Hi I’m new to Java so this question might be ridiculous though, I wonder how to get actual type in Java.
I mean, let’s say there’s a code block as belows:
List<String> foo_list = new ArrayList<>();
ArrayList<String> foo_arrayList = new ArrayList<>();
then foo_list.getClass() and foo_arrayList.getClass() both would return "java.util.ArrayList" right?
but if I try to pass foo_list into a function that expects ArrayList<String> as a argument, it causes compile time error like follows:
java: method X in class Y cannot be applied to given types;
required: java.util.ArrayList<java.lang.String>
found: java.util.List<java.lang.String>
reason: actual argument java.util.List<java.lang.String> cannot be converted to java.util.ArrayList<java.lang.String> by method invocation conversion
so even though that foo_list.getClass() returns "java.util.ArrayList", I guess(from the error log) its actual type is "java.util.List<java.lang.String>".. (I might guess wrong)
how can I get the "java.util.List<java.lang.String>" with foo_list?
thanks.
>Solution :
You seem to be confusing compile-time type with runtime type. At compile time, your foo_list is indeed a List<String> because that’s how you declared it.

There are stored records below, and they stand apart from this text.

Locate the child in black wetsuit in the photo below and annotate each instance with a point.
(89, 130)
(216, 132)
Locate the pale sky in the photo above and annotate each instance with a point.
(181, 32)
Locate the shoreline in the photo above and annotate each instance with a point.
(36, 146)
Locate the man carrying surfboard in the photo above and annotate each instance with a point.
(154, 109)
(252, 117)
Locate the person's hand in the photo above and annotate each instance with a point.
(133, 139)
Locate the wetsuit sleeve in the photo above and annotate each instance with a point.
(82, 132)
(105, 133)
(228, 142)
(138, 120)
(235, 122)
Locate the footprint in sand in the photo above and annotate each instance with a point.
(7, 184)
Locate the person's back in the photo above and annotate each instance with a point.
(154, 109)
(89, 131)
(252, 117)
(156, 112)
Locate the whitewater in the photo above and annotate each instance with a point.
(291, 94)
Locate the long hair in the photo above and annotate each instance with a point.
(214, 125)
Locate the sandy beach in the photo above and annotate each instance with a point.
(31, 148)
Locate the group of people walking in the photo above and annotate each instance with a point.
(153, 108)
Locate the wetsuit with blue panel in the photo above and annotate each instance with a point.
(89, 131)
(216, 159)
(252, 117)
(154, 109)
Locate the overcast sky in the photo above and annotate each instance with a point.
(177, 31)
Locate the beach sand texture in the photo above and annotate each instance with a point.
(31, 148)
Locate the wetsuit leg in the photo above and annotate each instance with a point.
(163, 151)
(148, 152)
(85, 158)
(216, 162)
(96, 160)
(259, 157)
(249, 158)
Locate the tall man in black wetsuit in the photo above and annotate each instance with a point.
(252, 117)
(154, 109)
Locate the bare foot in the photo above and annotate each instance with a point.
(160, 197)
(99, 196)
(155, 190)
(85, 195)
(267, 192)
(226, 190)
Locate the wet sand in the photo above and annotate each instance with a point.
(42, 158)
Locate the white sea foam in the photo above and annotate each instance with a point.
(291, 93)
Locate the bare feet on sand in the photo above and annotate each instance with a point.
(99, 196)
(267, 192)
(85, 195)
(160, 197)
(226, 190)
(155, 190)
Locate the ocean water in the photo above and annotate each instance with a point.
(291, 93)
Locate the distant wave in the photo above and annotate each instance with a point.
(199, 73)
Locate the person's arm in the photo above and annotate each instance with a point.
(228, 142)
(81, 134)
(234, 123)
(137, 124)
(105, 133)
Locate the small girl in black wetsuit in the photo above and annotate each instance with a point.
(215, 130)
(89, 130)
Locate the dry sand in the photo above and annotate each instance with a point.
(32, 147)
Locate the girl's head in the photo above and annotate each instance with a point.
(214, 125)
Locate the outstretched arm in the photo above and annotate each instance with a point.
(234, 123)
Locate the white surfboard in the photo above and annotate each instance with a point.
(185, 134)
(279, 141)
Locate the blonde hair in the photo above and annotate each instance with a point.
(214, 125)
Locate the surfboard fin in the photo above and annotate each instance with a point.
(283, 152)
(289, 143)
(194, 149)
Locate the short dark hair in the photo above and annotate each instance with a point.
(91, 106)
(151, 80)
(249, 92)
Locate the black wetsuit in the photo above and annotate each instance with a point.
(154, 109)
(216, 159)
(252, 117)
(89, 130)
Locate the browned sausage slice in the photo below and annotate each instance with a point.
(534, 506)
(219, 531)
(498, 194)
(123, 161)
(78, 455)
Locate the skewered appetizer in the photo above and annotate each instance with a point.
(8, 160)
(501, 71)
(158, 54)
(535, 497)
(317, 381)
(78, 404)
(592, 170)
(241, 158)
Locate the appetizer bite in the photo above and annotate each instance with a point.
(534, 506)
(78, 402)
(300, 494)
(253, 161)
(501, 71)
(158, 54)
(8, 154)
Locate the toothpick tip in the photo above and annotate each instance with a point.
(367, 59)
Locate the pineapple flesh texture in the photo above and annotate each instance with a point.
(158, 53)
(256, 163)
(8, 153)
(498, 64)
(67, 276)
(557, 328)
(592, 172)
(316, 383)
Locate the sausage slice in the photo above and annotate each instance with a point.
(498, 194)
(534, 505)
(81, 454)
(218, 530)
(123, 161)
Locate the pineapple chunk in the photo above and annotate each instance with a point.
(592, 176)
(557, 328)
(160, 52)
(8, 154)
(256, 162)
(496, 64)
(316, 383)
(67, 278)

The only way to check its compile-time type is to look at your code. Check the place where you declare the variable, and you’ll see what its type is.
At runtime, your foo_list is an ArrayList. (Not an ArrayList<String> because the parameter <String> is lost due to type erasure. By the way, type erasure happens only at runtime. There is no type erasure at compile time.)